Below we present our method for detecting both conserved and accelerated regions and apply it to 14 primate genomes. We describe results on simulated and real data, including the identification of positively selected genes that intersect regions evolving faster than the neutral mutation rate. The method described in this paper is implemented in the DivE package which is available as free, open-source software
[
27].
Results
Simulation results
For our simulation tests, we created sequence elements that were both positively and negatively selected within the same 14 primate species used for our later experiments on real data. Because we knew the precise location, size, and type of selection involved in each element, we could use this data to evaluated the accuracy of DivE and compare it to other methods.

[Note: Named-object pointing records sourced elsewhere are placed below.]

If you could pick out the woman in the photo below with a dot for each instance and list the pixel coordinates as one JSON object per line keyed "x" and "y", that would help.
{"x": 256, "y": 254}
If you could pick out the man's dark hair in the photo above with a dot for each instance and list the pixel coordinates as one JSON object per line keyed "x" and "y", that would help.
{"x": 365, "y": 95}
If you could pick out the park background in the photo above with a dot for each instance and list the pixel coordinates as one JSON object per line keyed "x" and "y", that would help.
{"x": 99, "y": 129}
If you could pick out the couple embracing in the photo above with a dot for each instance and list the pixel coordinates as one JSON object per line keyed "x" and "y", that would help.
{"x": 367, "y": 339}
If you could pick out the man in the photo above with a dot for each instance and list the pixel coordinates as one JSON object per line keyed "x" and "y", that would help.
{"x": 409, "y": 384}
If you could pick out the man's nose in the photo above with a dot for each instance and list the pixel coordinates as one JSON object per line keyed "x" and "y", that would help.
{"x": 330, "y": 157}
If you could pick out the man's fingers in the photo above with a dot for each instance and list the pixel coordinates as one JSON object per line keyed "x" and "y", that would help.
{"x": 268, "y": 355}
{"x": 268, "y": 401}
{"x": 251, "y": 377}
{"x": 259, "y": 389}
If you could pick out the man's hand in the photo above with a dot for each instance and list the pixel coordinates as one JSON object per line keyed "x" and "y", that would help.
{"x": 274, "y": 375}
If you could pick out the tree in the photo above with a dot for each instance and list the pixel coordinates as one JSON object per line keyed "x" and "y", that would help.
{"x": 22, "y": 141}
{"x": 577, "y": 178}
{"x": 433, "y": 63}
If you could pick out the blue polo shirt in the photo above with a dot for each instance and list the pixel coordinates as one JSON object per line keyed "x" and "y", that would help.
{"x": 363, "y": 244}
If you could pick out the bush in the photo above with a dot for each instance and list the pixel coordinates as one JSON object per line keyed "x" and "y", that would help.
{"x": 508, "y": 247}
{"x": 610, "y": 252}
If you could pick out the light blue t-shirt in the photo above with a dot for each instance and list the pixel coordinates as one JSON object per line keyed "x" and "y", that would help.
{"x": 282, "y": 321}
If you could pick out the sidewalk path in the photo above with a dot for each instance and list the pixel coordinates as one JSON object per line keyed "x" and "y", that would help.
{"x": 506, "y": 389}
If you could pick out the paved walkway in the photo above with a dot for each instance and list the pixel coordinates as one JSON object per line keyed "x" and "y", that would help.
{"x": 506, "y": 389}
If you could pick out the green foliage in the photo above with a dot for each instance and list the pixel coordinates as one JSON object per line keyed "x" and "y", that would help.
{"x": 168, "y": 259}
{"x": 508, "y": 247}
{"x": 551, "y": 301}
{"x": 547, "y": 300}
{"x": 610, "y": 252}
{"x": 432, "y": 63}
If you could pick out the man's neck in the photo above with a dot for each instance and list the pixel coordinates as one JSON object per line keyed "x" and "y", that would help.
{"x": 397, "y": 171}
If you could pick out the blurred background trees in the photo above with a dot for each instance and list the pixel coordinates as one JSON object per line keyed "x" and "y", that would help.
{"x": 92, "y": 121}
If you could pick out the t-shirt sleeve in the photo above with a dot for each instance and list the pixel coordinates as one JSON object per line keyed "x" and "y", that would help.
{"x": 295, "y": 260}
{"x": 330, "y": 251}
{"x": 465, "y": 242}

We created simulated data sets that contain selected elements of lengths between 50 bp and 1000 bp in all subtrees of the phylogeny of the 14 primates (see Figure
1 and Methods for a description of the primate phylogeny). Conserved elements are either "gained" or "lost" on a particular lineage, where a "gain" event implies that the region defined by that particular lineage will experience selective pressure that will tend to eliminate individuals with mutations in that region (i.e., negative or purifying selection). A "loss" event implies that the region in question does not have evolutionary constraints, and will evolve at the neutral substitution rate, while the rest of the tree is constrained. The average substitution rate observed for conserved elements is a fraction of the non-conserved regions, and we therefore can simulate negative selection by reducing the branch lengths of the selected subtree (for gain) or supertree (for loss), as depicted in Figure
2. For accelerated elements, the observed substitution rate is greater than the neutral rate.